Between May 1990 and May 1991, more than 4 million copies of Version 3.0 were sold. International Data Corporation estimates that an additional 7.8 million copies will be sold during 1992. In addition, more than 66 thousand Microsoft Windows Software Development Kits version 3.0 have been shipped, a clear indication of the number of applications likely to appear during the next 12 to 18 months. By spring 1991, more than 1200 Windows-based applications were shipping.
Building on this achievement and on the success of independent software developers, Microsoft is extending and expanding the Windows environment so that Windows-based applications can run on a broad range of computing platforms — from low-end battery-operated portables to high-end RISC workstations and multiprocessor servers.
We are expanding Windows to make it fully 32-bit, and are adding additional operating system services.
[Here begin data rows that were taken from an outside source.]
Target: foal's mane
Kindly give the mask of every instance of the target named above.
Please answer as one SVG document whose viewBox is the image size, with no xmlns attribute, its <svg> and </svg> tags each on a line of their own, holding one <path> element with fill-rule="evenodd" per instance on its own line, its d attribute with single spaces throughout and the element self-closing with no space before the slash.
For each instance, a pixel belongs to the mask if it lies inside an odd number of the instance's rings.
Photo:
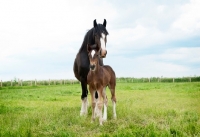
<svg viewBox="0 0 200 137">
<path fill-rule="evenodd" d="M 85 34 L 85 37 L 84 37 L 84 40 L 79 52 L 86 49 L 88 44 L 89 45 L 95 44 L 94 36 L 98 35 L 99 37 L 101 37 L 101 33 L 108 35 L 108 31 L 106 30 L 106 27 L 104 27 L 102 24 L 98 24 L 96 27 L 93 27 L 90 30 L 88 30 L 88 32 Z"/>
</svg>

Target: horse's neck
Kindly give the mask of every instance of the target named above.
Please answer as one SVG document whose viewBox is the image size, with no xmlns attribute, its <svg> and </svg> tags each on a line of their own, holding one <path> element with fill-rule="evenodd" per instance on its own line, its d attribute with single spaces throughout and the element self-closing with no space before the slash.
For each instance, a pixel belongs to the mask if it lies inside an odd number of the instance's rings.
<svg viewBox="0 0 200 137">
<path fill-rule="evenodd" d="M 87 42 L 85 40 L 83 41 L 82 46 L 81 46 L 79 52 L 87 54 Z"/>
<path fill-rule="evenodd" d="M 94 38 L 92 36 L 92 31 L 93 31 L 93 28 L 90 29 L 84 39 L 83 39 L 83 43 L 82 43 L 82 46 L 79 50 L 79 52 L 84 52 L 84 53 L 87 53 L 87 45 L 90 44 L 90 45 L 93 45 L 94 44 Z"/>
</svg>

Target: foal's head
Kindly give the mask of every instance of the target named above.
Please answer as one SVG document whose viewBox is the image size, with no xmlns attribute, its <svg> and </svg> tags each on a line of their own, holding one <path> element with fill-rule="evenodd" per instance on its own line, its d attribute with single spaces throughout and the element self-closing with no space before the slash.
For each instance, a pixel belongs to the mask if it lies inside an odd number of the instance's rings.
<svg viewBox="0 0 200 137">
<path fill-rule="evenodd" d="M 88 57 L 90 60 L 90 70 L 95 71 L 97 66 L 99 65 L 99 49 L 91 49 L 88 46 Z"/>
</svg>

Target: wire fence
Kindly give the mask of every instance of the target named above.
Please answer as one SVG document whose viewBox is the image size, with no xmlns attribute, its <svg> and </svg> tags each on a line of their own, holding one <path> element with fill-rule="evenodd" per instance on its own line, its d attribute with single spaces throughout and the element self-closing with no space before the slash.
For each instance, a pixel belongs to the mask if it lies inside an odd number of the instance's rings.
<svg viewBox="0 0 200 137">
<path fill-rule="evenodd" d="M 200 82 L 200 76 L 196 77 L 182 77 L 182 78 L 163 78 L 163 77 L 151 77 L 151 78 L 132 78 L 132 77 L 120 77 L 116 78 L 117 83 L 175 83 L 175 82 Z M 61 79 L 61 80 L 25 80 L 14 79 L 10 81 L 0 81 L 0 87 L 13 87 L 13 86 L 50 86 L 50 85 L 73 85 L 80 84 L 78 80 L 73 79 Z"/>
<path fill-rule="evenodd" d="M 22 79 L 18 80 L 10 80 L 10 81 L 0 81 L 0 87 L 8 87 L 8 86 L 41 86 L 41 85 L 72 85 L 80 83 L 77 80 L 26 80 L 23 81 Z"/>
<path fill-rule="evenodd" d="M 151 78 L 131 78 L 131 77 L 129 77 L 129 78 L 127 78 L 127 77 L 121 77 L 121 78 L 117 78 L 117 82 L 119 82 L 119 83 L 200 82 L 200 76 L 182 77 L 182 78 L 163 78 L 163 77 L 151 77 Z"/>
</svg>

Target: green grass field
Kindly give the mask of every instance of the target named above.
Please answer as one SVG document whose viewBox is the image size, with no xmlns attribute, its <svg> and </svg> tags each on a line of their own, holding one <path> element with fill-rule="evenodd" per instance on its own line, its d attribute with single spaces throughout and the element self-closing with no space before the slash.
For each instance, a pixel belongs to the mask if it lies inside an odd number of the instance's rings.
<svg viewBox="0 0 200 137">
<path fill-rule="evenodd" d="M 200 83 L 117 83 L 117 119 L 80 117 L 81 87 L 0 88 L 0 136 L 200 136 Z M 90 100 L 90 95 L 88 96 Z"/>
</svg>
Microsoft Windows for Pen Computing and Microsoft Windows with Multimedia Extensions will also take advantage of new hardware technologies.
Today many people think of Windows as a graphical add-on to the familiar MS-DOS operating system they have used for years. This perception took much of the fear out of upgrading to Windows for the end user. But in fact, Windows is not limited by MS-DOS.
Windows is a complete operating system that provides extra features on top of MS-DOS and replaces certain MS-DOS features. Windows Version 3.0 does not use MS-DOS screen or keyboard I/O, does not use MS-DOS memory management, and can even bypass MS-DOS file I/O with new Windows-specific device drivers. Version 3.0 Enhanced-mode can handle 32-bit device drivers that are not limited by the infamous 640K MS-DOS barrier. These drivers talk through Windows to applications that are also not limited by the constraints of MS-DOS.
The advantage of being able to work with MS-DOS is that it preserves the value added by MS-DOS’s long life span (in computer years). Windows can run with MS-DOS TSRs, MS-DOS device drivers, and of course, it can run MS-DOS applications. Future versions of Windows will continue to be available on MS-DOS.